The cliché is that artists and the journalists who cover them have a strained, salty relationship. Like many clichés, this is based on some truth.

But art journalists are crucial to the functioning of the art scene at any level. Art lovers — especially potential art buyers — live busy and varied lives. There are only so many hours in the day. Journalists dedicated to writing about artists and their works provide a much-needed service in connecting artists with their audience.

And keeping up with everything that’s going on in the art world is a challenge. Thinking more broadly about art and its role in modern society is as well.

So, here are 10 contemporary, influential art journalists whose job is staying abreast with the art world. Keeping an eye on what they are writing about will mean keeping in touch with what’s going on.

By Peter Letzelter-Smith

1. Tyler Green

A specialist in modern art, Green has been hosting the Modern Art Notes Podcast since 2011. The show has been recognized by the International Association of Art Critics (AICA-USA) for its contribution to the art world at large. According to The Wall Street Journal, Modern Art Notes is one of “the most influential of all visual arts blogs [and you] won’t find a better-informed art writer than Tyler Green.”
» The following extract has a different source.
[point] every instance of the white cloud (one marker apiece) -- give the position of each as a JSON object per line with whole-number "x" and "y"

Discover more at @TylerGreenDC

2. Adrian Searle

Holding down the fort as an art critic at The Guardian since 1996, Searle is also a painter by training, an academic, and a curator of exhibitions in the United Kingdom, United States, and Europe. He’s a preeminent source for what’s happening in the British art world.

Discover more at @SearleAdrian

3. Robin Cembalest

Transitioning from a traditional and wide-ranging role as a journalist, Cembalest is now a consultant on social media strategy for museums, galleries, and nonprofits. She was editor-in-chief at ARTnews until 2014 and is now one of the art world’s leaders in the social media sphere. She is also the driving force behind Niboristas, which creates networking and mentoring opportunities for young people from social backgrounds that the contemporary art world does not always open its doors to.
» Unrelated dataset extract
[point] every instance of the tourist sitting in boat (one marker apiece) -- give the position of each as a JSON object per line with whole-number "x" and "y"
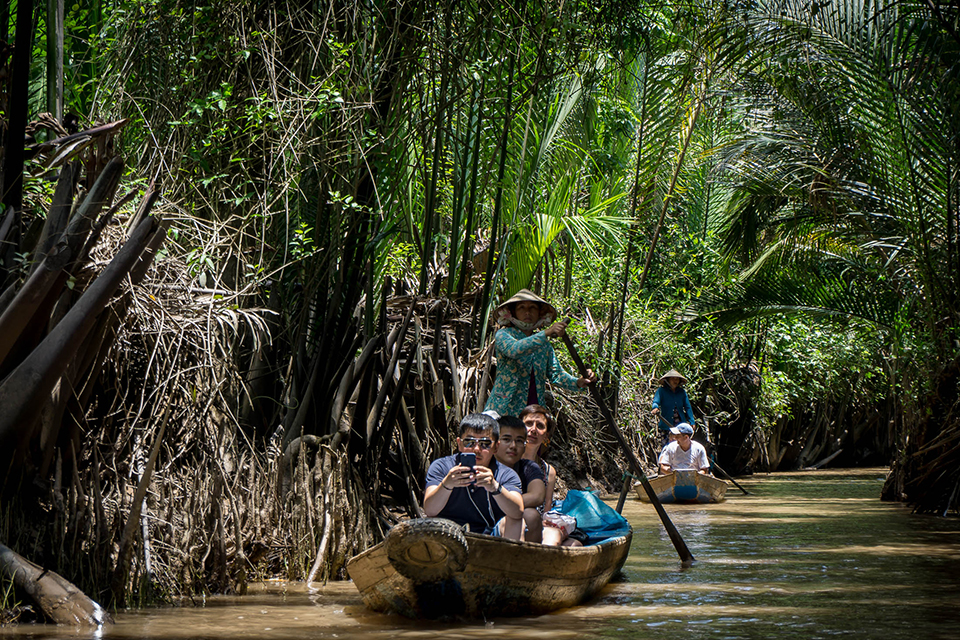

Discover more at @rcembalest

4. Jerry Saltz

He’s one of the best-known art critics in the world after years at The Village Voice — and since 2006, New York Magazine — and has been nominated three times for a Pulitzer Prize in his art criticism. Also known for his sharp, acerbic commentary and a few run-ins with the powers-that-be in the social media world (he actually got banned by Facebook).
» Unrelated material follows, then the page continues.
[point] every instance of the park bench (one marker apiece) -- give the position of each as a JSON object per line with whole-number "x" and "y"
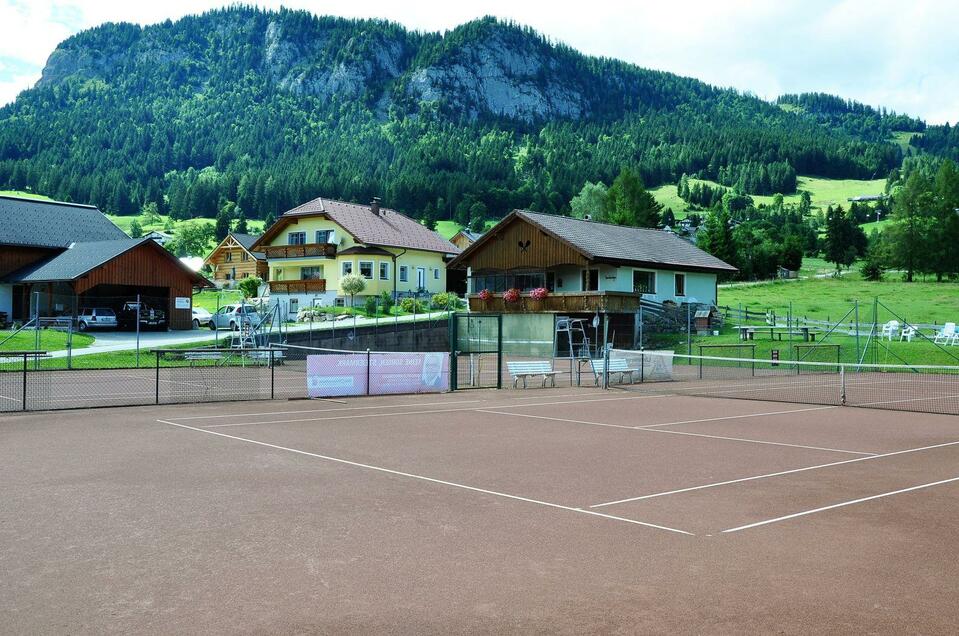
{"x": 775, "y": 333}
{"x": 198, "y": 356}
{"x": 614, "y": 365}
{"x": 526, "y": 370}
Discover more at @jerrysaltz

5. Jonathan Jones

Another regular contributor to The Guardian, Jones has also been a judge for the Turner Prize, the BP Portrait Award, and appeared on the BBC’s Private Life of a Masterpiece. He’s known for his plainspoken verbal jabs at work he isn’t enthusiastic about, including an infamous tit-for-tat with the artist Grayson Perry.

6. Roberta Smith

She is one of the leading art critics and lecturers in the United States, with a regular column in the New York Times. She covers both institutional and outsider art and says, “… the great thing about art is that there’s more than you can ever know about, you can’t learn it all. And you’re lucky if you get to spend your lifetime trying to.”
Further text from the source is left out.